The theory proposes that when people experience discomfort, they have a motivational drive to reduce the conflict causing it. In the context of health and fitness, consider a person who would like to lose weight. On one hand they think or believe that they would like to look and feel better, yet, on the other hand, they continue to eat junk food and not exercise. This represents a conflict between where the person is now, versus where they would like to be. Another classic example often discussed in the context of this theory is the example of someone who smokes. A person may wish to be healthy. They believe smoking is bad for them, yet they continue to smoke.
Pro-actively reducing this conflict, or dissonance, can be achieved through modifying or changing behaviours, attitudes, or values and beliefs. Alternatively it can be reduced by denying, justifying, minimising or blaming. Often it is much easier to make excuses than it is to change behaviour. This is why it is often said that JUST BECAUSE WE CAN RATIONALIZE THE CHOICES WE MAKE, IT DOESN'T MEAN WE ARE RATIONAL.
Goal setting theory is based on the idea that we can sometimes have desires to attain clearly identifiable goals. As a result an individual may become motivated to pursue a course of action in an attempt to reach this goal. In most cases the end goal is what provides the reward rather than the action or journey we take to attain it. The more effective a goal is, the more motivated someone will be to achieve it. The effectiveness of a goal is influenced by three key features, these being: proximity, difficulty and specificity.
Firstly, with regard to proximity, an ideal goal should be achievable within a reasonably short amount of time. What is reasonable will vary depending on the person, but in general if achieving a goal seems like it will take forever it probably will. If we can see the finish line we are more likely to reach it. If we can’t see the finish line, things can often seem hopeless because we feel as if we are drifting and getting nowhere. I know many people, myself included, have felt this way about past goals. Many people will be feeling this way now regarding their current goals and aspirations.
This may explain why often we are more motivated to achieve smaller goals like losing a dress size, or losing two or three kilos, as opposed to entering a body building competition. The latter just seems like it would take too long, whereas reaching the first two goals seems achievable.

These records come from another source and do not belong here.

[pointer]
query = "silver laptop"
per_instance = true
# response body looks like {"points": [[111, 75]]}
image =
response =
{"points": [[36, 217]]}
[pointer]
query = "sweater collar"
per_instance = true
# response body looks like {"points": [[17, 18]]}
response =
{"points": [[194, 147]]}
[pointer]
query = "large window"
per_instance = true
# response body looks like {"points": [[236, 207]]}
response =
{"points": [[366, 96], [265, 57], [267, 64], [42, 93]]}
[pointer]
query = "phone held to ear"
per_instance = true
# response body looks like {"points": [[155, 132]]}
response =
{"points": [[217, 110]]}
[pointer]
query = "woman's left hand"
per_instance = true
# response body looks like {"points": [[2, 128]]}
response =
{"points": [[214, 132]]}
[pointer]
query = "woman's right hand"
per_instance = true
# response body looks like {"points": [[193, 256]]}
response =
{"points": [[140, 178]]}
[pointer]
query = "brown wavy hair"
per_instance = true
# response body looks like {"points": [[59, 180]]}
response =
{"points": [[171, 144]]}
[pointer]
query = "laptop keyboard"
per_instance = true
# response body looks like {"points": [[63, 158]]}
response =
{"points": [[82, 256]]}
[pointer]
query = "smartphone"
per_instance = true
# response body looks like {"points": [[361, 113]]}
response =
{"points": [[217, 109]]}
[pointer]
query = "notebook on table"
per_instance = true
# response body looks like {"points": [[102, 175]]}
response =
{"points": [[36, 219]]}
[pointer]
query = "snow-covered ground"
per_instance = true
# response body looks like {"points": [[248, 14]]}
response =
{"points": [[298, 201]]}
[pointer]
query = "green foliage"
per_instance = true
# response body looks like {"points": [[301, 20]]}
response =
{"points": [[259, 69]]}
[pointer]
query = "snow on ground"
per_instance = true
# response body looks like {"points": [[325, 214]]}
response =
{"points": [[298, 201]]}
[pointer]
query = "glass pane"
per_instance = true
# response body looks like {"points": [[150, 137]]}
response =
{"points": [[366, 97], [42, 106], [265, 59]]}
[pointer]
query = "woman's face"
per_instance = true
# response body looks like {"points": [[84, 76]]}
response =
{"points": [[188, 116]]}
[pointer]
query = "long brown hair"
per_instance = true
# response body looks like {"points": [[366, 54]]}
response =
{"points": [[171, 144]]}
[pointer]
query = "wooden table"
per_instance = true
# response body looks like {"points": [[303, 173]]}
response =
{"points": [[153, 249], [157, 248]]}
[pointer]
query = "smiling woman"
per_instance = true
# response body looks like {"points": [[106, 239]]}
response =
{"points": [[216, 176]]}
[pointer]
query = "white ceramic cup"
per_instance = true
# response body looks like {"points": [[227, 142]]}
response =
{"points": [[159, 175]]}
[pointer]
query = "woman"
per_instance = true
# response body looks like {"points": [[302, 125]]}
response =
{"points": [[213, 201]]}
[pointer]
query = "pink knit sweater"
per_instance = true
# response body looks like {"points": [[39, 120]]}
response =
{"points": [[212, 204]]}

Consider the following example: An unfit person who hasn't done a lot of running in the past may set a goal to run a marathon. While running a marathon is a valid long term goal for someone in this position, it may ultimately prove to be too ambitious. What is likely to happen is that after a few weeks of training this person would start to feel disheartened. As a result their motivation will decrease and they may start to feel they will never achieve their goal. This is not to say long-term goals like running a marathon aren't effective. It merely means that by splitting up or chunking a large goal into a series of smaller goals, you will be more likely to succeed.